Alle Planeten zwischen Erde und Mond

Eine weitere Besonderheit der mittleren Erde-Mond-Distanz ist, dass dort alle anderen Planeten unseres Sonnensystems – bis auf gut 300 Kilometer – passen. Ohne Pluto, den die Internationale Astronomische Union 2006 zum Zwergplaneten eingestuft hatte, ergibt das eine Summe von 384.088 Kilometern.

Diese Entdeckungen sind nicht nur erstaunlich, sondern auch eine bemerkenswerte Übereinstimmung, die kaum zufällig sein kann. Die vielen Übereinstimmungen könnten bedeuten, dass es eine tiefere Ordnung im Universum gibt, die wir bisher nicht verstanden haben.

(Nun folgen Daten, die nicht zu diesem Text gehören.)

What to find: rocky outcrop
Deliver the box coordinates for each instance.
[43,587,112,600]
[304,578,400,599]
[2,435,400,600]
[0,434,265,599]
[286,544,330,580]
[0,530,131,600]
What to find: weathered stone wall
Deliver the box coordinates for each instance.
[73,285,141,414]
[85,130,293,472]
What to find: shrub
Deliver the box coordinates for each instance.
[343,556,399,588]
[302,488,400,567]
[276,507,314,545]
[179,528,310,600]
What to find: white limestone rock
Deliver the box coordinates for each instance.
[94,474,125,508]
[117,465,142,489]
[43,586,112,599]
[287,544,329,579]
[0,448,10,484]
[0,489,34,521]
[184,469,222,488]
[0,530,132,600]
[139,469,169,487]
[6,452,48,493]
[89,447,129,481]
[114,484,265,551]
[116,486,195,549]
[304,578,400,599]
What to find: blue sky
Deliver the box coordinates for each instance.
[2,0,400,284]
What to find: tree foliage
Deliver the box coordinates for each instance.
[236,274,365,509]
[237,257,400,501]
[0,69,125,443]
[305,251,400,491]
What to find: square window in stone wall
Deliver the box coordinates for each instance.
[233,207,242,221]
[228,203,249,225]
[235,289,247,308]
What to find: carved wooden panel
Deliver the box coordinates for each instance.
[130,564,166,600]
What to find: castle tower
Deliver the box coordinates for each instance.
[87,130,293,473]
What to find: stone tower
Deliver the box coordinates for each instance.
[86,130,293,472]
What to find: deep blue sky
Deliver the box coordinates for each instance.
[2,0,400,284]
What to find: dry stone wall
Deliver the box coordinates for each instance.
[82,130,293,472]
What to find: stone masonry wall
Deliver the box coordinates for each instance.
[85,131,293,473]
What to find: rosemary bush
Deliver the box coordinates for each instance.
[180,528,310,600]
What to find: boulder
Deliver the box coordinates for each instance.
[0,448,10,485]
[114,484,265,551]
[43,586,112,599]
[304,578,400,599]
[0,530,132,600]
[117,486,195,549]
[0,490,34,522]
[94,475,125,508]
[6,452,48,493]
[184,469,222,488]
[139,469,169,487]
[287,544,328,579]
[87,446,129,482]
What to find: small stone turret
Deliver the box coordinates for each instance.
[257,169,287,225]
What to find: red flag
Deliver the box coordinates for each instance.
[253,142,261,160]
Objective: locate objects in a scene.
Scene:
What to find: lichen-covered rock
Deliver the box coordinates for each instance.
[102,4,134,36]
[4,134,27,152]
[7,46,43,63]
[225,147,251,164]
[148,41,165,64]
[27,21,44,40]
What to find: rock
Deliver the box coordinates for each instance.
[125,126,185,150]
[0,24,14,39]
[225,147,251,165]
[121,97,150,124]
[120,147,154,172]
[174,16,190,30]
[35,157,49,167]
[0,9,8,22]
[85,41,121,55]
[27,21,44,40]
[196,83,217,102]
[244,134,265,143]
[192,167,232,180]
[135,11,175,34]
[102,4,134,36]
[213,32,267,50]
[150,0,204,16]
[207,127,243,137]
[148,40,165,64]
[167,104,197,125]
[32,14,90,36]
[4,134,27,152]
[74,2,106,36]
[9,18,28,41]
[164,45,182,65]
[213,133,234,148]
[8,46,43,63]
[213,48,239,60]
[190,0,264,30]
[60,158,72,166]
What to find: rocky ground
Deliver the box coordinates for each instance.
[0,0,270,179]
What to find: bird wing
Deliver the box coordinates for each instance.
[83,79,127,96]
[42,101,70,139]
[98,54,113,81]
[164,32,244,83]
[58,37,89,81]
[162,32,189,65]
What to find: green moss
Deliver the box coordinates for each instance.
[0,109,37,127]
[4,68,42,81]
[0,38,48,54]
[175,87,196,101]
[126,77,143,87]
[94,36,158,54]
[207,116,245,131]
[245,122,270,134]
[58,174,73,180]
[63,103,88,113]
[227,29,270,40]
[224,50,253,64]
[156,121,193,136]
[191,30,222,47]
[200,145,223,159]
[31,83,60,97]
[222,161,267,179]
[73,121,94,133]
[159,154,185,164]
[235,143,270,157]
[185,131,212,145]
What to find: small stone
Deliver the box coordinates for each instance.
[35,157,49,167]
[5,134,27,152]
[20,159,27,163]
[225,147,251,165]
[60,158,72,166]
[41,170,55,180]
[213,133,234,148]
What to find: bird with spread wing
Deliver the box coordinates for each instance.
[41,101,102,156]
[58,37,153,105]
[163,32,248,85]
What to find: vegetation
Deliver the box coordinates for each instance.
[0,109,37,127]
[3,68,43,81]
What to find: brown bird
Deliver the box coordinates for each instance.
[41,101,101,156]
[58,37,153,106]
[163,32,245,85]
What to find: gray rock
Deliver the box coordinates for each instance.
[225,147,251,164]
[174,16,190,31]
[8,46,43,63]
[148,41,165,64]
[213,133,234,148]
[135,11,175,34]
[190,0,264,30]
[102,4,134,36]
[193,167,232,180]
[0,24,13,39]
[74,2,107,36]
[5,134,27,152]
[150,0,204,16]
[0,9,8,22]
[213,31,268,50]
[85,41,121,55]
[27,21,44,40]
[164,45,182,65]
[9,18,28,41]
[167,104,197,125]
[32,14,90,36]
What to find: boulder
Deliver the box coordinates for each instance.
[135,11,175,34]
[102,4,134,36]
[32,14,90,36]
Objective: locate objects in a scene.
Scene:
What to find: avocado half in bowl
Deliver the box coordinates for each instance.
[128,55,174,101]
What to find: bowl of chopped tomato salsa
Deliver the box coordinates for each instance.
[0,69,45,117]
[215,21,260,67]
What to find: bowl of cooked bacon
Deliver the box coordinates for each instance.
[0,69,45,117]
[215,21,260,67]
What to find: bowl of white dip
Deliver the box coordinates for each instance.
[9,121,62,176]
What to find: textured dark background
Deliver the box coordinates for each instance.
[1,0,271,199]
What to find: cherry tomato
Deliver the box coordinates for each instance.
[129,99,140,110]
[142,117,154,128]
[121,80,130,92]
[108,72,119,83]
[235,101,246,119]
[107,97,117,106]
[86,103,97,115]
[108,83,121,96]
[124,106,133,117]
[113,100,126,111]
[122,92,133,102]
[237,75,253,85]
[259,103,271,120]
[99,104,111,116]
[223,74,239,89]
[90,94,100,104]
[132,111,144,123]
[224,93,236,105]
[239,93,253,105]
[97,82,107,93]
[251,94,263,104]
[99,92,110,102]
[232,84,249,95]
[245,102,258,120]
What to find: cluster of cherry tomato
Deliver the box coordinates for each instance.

Es könnte auch bedeuten, dass es eine höhere Macht gibt, die diese Zahlen so angeordnet hat, wie wir sie heute sehen. Einige Wissenschaftler sind hingegen skeptisch und meinen, dass diese Ergebnisse eher ein Zufall als eine echte Entdeckung sind.

Die 108 in der traditionellen Astrologie

Dass die Entdeckung der 108 kein neues Phänomen ist, zeigt ein Blick in die traditionelle indische Astrologie. Dort gibt es eine Einteilung der Ekliptik in 27 lunare Sterngruppen – die sogenannte Nakshatra. Die einfache Übersetzung dafür lautet: „Stern, Mondhaus, Planetenkonstellation, die einem der Mondhäuser zugeordnet wird.“ Sie entsprechen ungefähr den Tagen des Mondmonats. Demnach geht der Mond jeden Tag in einem anderen Nakshatra auf.

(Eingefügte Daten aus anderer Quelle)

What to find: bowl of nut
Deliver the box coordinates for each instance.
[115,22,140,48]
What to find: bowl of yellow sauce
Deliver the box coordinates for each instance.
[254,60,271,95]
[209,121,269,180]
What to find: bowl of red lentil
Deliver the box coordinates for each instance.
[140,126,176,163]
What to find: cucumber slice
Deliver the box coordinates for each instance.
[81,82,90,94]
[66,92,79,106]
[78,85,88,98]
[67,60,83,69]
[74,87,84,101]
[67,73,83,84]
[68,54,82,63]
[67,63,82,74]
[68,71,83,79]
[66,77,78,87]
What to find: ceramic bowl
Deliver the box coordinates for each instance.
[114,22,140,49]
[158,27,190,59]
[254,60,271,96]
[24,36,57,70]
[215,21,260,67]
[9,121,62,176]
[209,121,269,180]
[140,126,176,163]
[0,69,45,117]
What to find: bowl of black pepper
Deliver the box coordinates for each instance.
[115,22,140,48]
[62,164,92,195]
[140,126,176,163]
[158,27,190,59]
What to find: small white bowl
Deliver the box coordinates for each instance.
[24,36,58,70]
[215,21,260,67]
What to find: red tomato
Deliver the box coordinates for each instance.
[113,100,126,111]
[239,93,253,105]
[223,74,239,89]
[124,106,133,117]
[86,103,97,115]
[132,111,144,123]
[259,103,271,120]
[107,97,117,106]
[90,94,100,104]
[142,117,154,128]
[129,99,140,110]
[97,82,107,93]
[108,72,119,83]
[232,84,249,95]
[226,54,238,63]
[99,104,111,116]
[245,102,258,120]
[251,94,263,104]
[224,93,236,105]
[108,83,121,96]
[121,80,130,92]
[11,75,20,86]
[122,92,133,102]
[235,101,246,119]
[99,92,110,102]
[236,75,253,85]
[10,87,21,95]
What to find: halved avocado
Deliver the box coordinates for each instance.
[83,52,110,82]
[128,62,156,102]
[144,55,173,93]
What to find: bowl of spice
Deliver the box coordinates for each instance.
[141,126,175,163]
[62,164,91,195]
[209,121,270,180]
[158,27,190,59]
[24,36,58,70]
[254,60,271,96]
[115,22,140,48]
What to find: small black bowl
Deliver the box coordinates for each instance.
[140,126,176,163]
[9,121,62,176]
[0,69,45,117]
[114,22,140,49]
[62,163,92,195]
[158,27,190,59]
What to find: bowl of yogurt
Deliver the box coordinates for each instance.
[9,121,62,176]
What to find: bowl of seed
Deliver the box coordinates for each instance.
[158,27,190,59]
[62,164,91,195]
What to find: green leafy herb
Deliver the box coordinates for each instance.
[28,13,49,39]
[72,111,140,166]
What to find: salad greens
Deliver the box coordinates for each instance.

Ein Nakshatra entspricht dabei einem halben Mondzyklus (Mondumrundung um die Erde). Alle 27 Nakshatras bilden demnach ein volles Jahr mit seinen 13,5 Mondzyklen ab. Jedes Nakshatra ist wiederum in vier Padas aufgeteilt, wobei ein Pada 1/8 Mondzyklus oder 3,5 Erdentagen entspricht. Ein Jahr hat somit 27 mal vier, also 108 Padas.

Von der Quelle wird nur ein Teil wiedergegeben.